Arrogant Beautiful Youths

They came and sat down next to me, beautiful in the latest fashions with posh over prepped vioces and way too much money and time. I was trying to work whilst sitting in a purveyors of that addiction of mine.

My addiction put on the side as I had a head ache I was consuming water, the girls jellewery clanged and they both sported more money than I could ever be bothered with.

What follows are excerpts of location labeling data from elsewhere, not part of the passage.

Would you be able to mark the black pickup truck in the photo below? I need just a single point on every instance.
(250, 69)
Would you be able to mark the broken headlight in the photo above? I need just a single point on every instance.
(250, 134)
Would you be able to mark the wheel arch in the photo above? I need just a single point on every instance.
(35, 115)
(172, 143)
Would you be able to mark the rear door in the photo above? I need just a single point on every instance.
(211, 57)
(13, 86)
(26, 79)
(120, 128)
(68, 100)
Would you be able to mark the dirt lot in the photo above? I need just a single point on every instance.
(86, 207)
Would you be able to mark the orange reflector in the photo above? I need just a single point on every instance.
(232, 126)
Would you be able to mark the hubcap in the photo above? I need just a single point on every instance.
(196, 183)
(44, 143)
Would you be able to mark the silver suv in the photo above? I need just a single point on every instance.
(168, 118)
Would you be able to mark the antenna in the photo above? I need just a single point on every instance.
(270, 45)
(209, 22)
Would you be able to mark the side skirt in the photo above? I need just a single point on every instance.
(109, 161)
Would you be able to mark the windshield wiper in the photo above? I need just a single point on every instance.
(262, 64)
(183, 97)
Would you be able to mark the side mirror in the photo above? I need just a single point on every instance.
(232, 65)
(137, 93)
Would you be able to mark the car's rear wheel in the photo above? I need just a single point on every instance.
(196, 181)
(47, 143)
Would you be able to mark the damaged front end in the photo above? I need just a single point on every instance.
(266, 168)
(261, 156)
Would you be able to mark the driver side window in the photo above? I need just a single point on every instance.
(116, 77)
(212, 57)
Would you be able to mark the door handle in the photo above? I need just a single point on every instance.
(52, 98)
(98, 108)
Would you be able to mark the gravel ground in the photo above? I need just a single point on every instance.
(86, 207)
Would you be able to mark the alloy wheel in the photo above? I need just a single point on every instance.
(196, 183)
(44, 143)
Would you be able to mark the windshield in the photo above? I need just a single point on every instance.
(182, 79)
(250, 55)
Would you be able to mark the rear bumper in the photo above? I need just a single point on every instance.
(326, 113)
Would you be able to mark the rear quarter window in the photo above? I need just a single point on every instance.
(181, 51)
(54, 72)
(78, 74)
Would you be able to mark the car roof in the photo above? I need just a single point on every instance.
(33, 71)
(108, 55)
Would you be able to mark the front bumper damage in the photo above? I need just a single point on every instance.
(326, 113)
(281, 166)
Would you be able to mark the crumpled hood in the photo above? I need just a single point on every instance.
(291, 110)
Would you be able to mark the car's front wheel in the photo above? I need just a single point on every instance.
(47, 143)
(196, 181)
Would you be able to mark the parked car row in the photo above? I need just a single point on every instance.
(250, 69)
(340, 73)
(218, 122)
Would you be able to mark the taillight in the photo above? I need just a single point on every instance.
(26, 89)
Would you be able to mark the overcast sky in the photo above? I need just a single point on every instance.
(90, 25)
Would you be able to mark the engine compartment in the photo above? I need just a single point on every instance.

They sat down next to me and then proceeded to hash out their uninteresting love life at the tops of their vioces – renduring any attempt of mine to work useless – I can not complain though as I was in a public place and not a libary and therefore I accepted this and turned to texted the King about sundaries.

Now I hadn’t looked at my phone for a while so hadn’t realised that several people were attempting comunication – I embarked upon the sojorn of comunication and my phone makes a noise with incoming messages – I don’t know how to turn it off but its not exactly loud or offensive.

Now these two Beautiful People who had turned their attemtions to bad mouthing friends and collegues who were not like them i.e. pre-occupied with looking stunning 24/7. My texting annoyed them even though they were the loudest people in the whole place and I wasn’t the only one whos nerves they were jarring.

The comments started but no direct request to be quiet, they moaned about people having to text every five minutes and when I still continued to try and work they begain to comment on the fizzy haired, buck tooth ugly people who text.

I was reading Harry Potter at the time so it took me awhile to realise they were aiming these things at me and not talking about Hermione – I had been trying to ignore them thinking – I was here first they can damn well move – this was getting tooo much and I’d finished my drink.

I begain to pack my bag up feeling rather red faced and not sure if I wanted to laugh or cry – now I know that I don’t have buck teeth and that my hair is curly but I have poor self image so this actually really affected me and I could not concentrate for the rest of the day – they laughed when I droped my phone and I wanted to smash their faces in.

I had thought I was imagining their slights at first but it became very apparent that I was not imagining it – perhapse wearing my style cloths is a mistake – I do get noticed more I supposed – tie dye and skulls – hmmmm….

Anyway I have therefore had a self confidence crash – especially as my friend then texted to cancel our meet up and I was furiously missing the King and now I feel that I am ugly and buck toothed but also that it is none of their business and that they are rude and arrogant and need to be brought down a peg or two.